На студенческой автостоянке было немало спортивных и иностранных машин. И одевались питомцы Сент-Фелиса отнюдь не по-студенчески. По всему было видно, что денежные затруднения им неведомы. Они не знали конфликтов на почве повышения платы за обучение и не имели идеологических разногласий. Никакое повышение платы не могло серьезно обеспокоить состоятельных студентов, политика же и идеология их просто не волновали. Волновало их только одно — как бы повеселее провести быстролетную молодость.
Если конфликты все-таки возникали — правда, крайне редко, — это случалось по вине студентов, попавших сюда по ошибке. Опираясь на поддержку извне, они развертывали здесь бурную агитацию. Но за ними никто не шел. Идеи борьбы, переустройства мира были совершенно чужды Сент-Фелису. «Золотая молодежь» оттачивала свой интеллект и накапливала знания в атмосфере великосветского салона, которым и был, по сути дола, Сент-Фелис. Положение родителей полностью обеспечивало учащимся всяческий комфорт. Им достаточно было катиться по заранее проложенной для них колее, никуда не сворачивая, чтобы столь прекрасно установленный порядок никогда не нарушался. Вот почему чужаки не надолго задерживались в университете. Студенческие волнения бушевали по всей стране, но здесь царил покой.
В глубине обширной университетской территории находился детский сад.
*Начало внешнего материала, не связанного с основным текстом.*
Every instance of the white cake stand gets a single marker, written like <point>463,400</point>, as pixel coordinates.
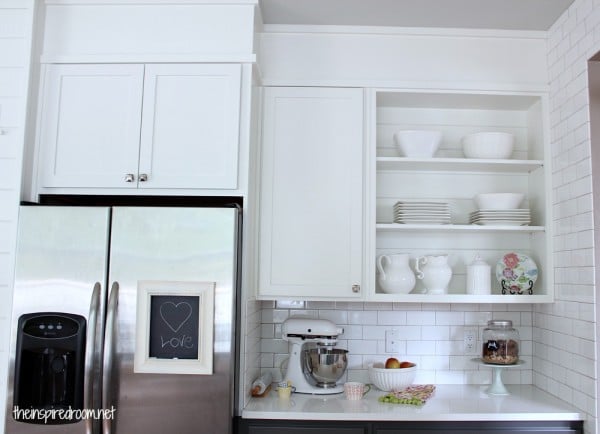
<point>497,387</point>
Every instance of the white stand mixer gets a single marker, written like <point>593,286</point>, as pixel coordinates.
<point>314,365</point>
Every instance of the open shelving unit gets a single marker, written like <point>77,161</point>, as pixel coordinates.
<point>449,177</point>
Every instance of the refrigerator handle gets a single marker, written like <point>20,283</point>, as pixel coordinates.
<point>88,382</point>
<point>109,336</point>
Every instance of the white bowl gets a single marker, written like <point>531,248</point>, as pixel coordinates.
<point>492,145</point>
<point>499,200</point>
<point>391,379</point>
<point>417,143</point>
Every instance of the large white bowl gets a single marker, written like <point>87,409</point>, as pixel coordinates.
<point>417,143</point>
<point>499,200</point>
<point>491,145</point>
<point>391,379</point>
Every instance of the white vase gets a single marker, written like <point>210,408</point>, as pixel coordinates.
<point>395,275</point>
<point>435,273</point>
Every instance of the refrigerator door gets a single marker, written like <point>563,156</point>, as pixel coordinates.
<point>170,244</point>
<point>61,267</point>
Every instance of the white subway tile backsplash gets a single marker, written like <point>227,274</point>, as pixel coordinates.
<point>449,318</point>
<point>362,317</point>
<point>435,333</point>
<point>362,347</point>
<point>420,318</point>
<point>335,316</point>
<point>375,332</point>
<point>393,318</point>
<point>267,331</point>
<point>352,332</point>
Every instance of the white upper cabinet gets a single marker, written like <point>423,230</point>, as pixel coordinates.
<point>90,125</point>
<point>190,126</point>
<point>311,196</point>
<point>135,126</point>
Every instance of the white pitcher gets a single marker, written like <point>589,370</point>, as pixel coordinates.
<point>435,273</point>
<point>395,275</point>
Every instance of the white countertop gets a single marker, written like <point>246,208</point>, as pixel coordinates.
<point>449,402</point>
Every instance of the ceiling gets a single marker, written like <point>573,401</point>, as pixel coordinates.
<point>474,14</point>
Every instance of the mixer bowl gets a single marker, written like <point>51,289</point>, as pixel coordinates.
<point>324,365</point>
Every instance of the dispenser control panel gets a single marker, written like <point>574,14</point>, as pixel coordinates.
<point>50,326</point>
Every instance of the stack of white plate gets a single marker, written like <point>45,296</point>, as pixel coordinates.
<point>512,217</point>
<point>434,213</point>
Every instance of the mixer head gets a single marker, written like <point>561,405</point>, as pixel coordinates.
<point>304,329</point>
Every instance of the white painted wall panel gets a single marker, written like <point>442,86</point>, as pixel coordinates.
<point>83,30</point>
<point>405,60</point>
<point>16,26</point>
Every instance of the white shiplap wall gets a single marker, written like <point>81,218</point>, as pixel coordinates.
<point>565,336</point>
<point>16,17</point>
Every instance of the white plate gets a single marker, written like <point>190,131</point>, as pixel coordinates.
<point>501,223</point>
<point>424,222</point>
<point>517,210</point>
<point>421,213</point>
<point>417,220</point>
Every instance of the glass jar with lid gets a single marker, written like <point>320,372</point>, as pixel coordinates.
<point>500,343</point>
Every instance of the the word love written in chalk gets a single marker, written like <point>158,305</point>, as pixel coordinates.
<point>174,327</point>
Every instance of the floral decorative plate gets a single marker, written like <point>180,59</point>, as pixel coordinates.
<point>516,273</point>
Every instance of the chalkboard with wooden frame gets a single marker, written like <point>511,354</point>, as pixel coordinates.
<point>174,327</point>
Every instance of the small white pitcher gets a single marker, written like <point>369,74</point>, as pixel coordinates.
<point>435,273</point>
<point>395,275</point>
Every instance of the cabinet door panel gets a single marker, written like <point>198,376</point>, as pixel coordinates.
<point>311,192</point>
<point>190,126</point>
<point>90,125</point>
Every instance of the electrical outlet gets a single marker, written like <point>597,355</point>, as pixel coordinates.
<point>391,341</point>
<point>470,340</point>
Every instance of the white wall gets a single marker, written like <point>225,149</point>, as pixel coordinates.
<point>430,334</point>
<point>565,336</point>
<point>16,17</point>
<point>409,58</point>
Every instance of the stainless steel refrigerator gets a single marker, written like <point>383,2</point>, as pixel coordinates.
<point>129,311</point>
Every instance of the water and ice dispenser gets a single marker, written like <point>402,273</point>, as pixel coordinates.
<point>50,362</point>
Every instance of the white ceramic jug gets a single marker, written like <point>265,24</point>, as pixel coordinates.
<point>435,273</point>
<point>478,277</point>
<point>395,275</point>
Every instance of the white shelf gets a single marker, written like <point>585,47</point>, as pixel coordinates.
<point>458,164</point>
<point>462,298</point>
<point>392,227</point>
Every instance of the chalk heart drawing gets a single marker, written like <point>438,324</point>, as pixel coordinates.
<point>175,315</point>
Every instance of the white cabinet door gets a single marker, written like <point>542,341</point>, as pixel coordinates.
<point>190,126</point>
<point>311,212</point>
<point>90,125</point>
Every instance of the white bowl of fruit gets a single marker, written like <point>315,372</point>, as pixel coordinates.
<point>392,375</point>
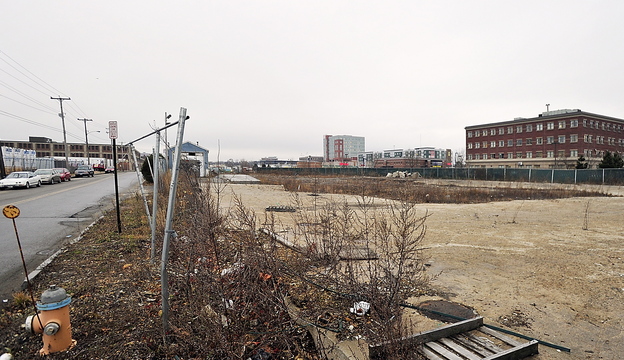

Как ни странно, здесь тоже была автостоянка, забитая дорогими автомобилями. На них привозили и увозили детей. В этот фешенебельный детский сад отдавали детей не только из Токио и его пригородов, но и из соседних префектур. На какое-то мгновение Ниими даже забыл о цели своего визита: его охватило беспокойство — сумеют ли сестра с мужем при своих доходах обеспечить сыну полный курс обучения?
Ниими пригласили в приемную, где его встретил человек со значком заведующего. Заведующий с недоумением взглянул на медвежонка, которого Ниими держал в руках, и подтвердил, что это действительно сувенир детского сада Сент-Фелис.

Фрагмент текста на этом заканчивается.